The highest peaks of France are mountains of tertiary origin, on which the Quaternary glaciation strongly acted: the Alps form a diaphragm towards the Po Valley, with the highest European peaks (between French Chamonix-Mont-Blanc and Italian Courmayeur, the Mont Blanc massif, 4807 m); the Pyrenees constitute an equal diaphragm towards the Iberian Peninsula but lower (Montes Malditos, 3404 m). The French side of the Pyrenees is very steep; minus that of the Western Alps. Slightly more recent than the Alpine relief, but still high, are the Franco-Swiss Jura ranges to the North of it. The reliefs of the central and northern France are of more remote geologically origin: they were delineated following the orogenetic movements of the late Paleozoic (Hercynian corrugation) and have undergone further settling or sinking movements, so today they show themselves with more gentle and they are generally of modest altitude, divided and far from each other. Among them we can distinguish the Vosges (Ballon de Guebwiller, 1423 m) to the East and further to the North the Ardennes ; to O the Armorican Massif, which forms the peninsula of Brittany and the, and extends to the South of the furrow of the Loire, as far as the Vendée ; Finally, greater than the others, the Massif Central (Puy-de-Sancy, 1886 m), from which descend to the Loire N and O the Garonne. This massif is the most important because at the end of the Tertiary, influenced by the Alpine emergence, it was raised and rejuvenated (its highest edge, the Cévennes, is in fact to the East, and has a very steep slope towards the Rhone valley, while it slopes slowly towards the W), and was then affected by grandiose volcanic phenomena, due to which Auvergne stands out for its typical landscape of puys, extinct volcanoes with the original conical shape.

According to zipcodesexplorer.com, the French region lacks vast and uniform plains, but there are numerous flat stretches that fill the depressions or pits between the Hercinian massifs (Rhenish plain of Alsace ; Rhône plain downstream of Lyon). Frequent and wider are the areas of gentle and slight undulation, formed by sedimentary layers of secondary and tertiary age deposited in inland seas or lake depressions of the Hercynian relief (basins of Paris and Aquitaine).
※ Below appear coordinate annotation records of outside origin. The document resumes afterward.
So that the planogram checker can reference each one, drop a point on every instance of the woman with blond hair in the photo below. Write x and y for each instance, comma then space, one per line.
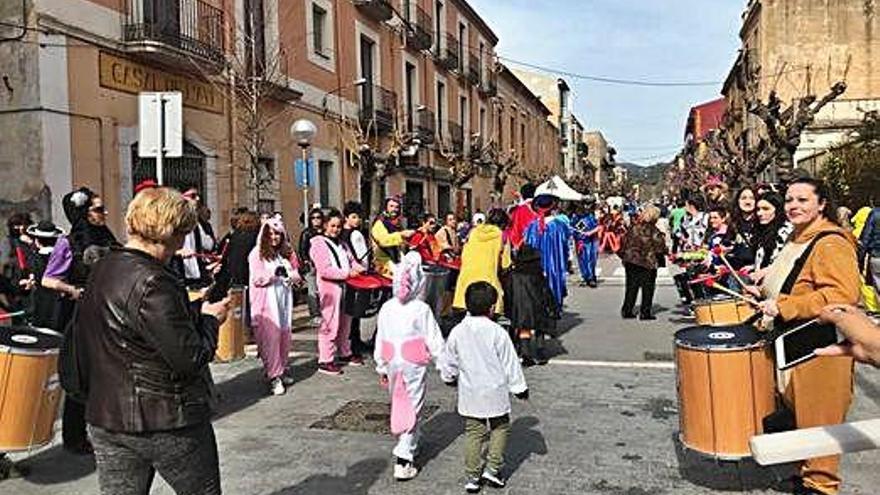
272, 276
641, 249
141, 358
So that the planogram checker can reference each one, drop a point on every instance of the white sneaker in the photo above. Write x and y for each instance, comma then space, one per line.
404, 472
493, 479
277, 387
472, 485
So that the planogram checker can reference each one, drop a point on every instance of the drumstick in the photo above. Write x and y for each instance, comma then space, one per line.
6, 316
720, 252
711, 283
820, 441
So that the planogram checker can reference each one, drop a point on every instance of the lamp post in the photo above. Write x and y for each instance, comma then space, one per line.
303, 131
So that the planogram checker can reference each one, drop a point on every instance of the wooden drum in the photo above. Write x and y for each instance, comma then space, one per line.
230, 339
726, 387
722, 311
29, 387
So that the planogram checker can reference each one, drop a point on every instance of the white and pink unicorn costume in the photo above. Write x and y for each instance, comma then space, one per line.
408, 338
271, 298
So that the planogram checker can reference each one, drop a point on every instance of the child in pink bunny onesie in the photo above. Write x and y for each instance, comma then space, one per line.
407, 340
273, 273
333, 264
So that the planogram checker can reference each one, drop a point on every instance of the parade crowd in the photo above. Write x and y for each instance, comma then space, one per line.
476, 296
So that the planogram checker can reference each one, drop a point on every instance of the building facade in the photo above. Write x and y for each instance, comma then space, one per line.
404, 93
796, 48
556, 94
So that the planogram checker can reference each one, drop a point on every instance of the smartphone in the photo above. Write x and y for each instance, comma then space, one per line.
799, 344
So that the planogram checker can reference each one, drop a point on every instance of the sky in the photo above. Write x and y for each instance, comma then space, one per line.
652, 40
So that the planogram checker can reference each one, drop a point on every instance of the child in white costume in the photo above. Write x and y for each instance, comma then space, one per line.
407, 340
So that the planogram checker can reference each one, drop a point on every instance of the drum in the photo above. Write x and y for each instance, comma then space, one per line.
230, 338
725, 381
722, 311
29, 387
436, 278
365, 294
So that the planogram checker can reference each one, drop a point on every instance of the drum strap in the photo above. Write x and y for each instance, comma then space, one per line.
798, 267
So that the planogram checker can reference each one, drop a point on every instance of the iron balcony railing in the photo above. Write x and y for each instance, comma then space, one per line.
378, 10
456, 136
474, 69
377, 108
419, 31
192, 26
489, 87
447, 55
425, 126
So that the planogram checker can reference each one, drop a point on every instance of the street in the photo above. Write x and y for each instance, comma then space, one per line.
602, 419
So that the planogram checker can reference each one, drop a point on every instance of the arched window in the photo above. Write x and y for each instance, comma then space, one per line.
187, 171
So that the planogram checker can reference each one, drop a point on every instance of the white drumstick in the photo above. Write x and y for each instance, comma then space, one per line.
711, 283
796, 445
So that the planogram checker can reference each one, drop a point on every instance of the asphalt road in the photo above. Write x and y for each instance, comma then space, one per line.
602, 419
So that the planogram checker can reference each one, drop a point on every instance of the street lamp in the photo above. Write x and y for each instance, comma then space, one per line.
303, 131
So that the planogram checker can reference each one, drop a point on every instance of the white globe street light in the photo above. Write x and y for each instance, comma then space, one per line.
303, 131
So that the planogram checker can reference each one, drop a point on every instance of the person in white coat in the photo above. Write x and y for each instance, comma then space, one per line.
408, 338
481, 355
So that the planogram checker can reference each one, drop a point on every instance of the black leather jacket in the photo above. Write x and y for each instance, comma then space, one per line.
145, 353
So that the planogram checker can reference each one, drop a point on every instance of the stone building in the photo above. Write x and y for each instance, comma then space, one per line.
556, 94
402, 93
798, 47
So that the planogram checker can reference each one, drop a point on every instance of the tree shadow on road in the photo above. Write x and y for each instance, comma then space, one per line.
524, 441
742, 475
247, 388
553, 346
357, 480
438, 433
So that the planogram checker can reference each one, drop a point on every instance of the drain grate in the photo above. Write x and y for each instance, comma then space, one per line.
366, 416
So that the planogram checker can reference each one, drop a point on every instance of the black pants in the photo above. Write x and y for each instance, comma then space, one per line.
185, 458
73, 424
638, 277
The fundamental features of today’s French relief were already established, therefore, at the end of the Tertiary, and the Quaternary brought only superficial or marginal variations. The progress of erosion, alternating with periods of deposition along the main rivers, gave rise to the formation of terraces, especially in the Loire and Seine basins. Fertile silts, sometimes real Löss, covered the infra-mountain plains and the Parisian lowland. On the Alps and the Pyrenees, the hardening of the climate determined the expansion of glaciers, which sculpted the mountain relief (Savoy,, Pyrenees). The Massif Central also had its glaciers, which extended over the volcanic groups of the Cantal and the Monts Dore; other smaller ones covered the Jura (on whose margins the moraine deposits are very visible) and the Vosges (cutting off the free flow to the Moselle several times). Less extensive was the glaciation in the pre-alpine limestone reliefs (southwestern Provence).

Other changes suffered the coastline. The formation of the Calais pass does not seem to be prior to the first glacial periods, and thus the separation between the Norman Islands and the Cotentin. The southern coasts show very different features to the East and W of the Rhone delta: to the East, where the Alps plunge into the Mediterranean with steep slopes, the coast is rocky and rugged by peninsulas and bays, with numerous islands; to the West it is uniform with large lagoons behind coastal strips covered with dunes.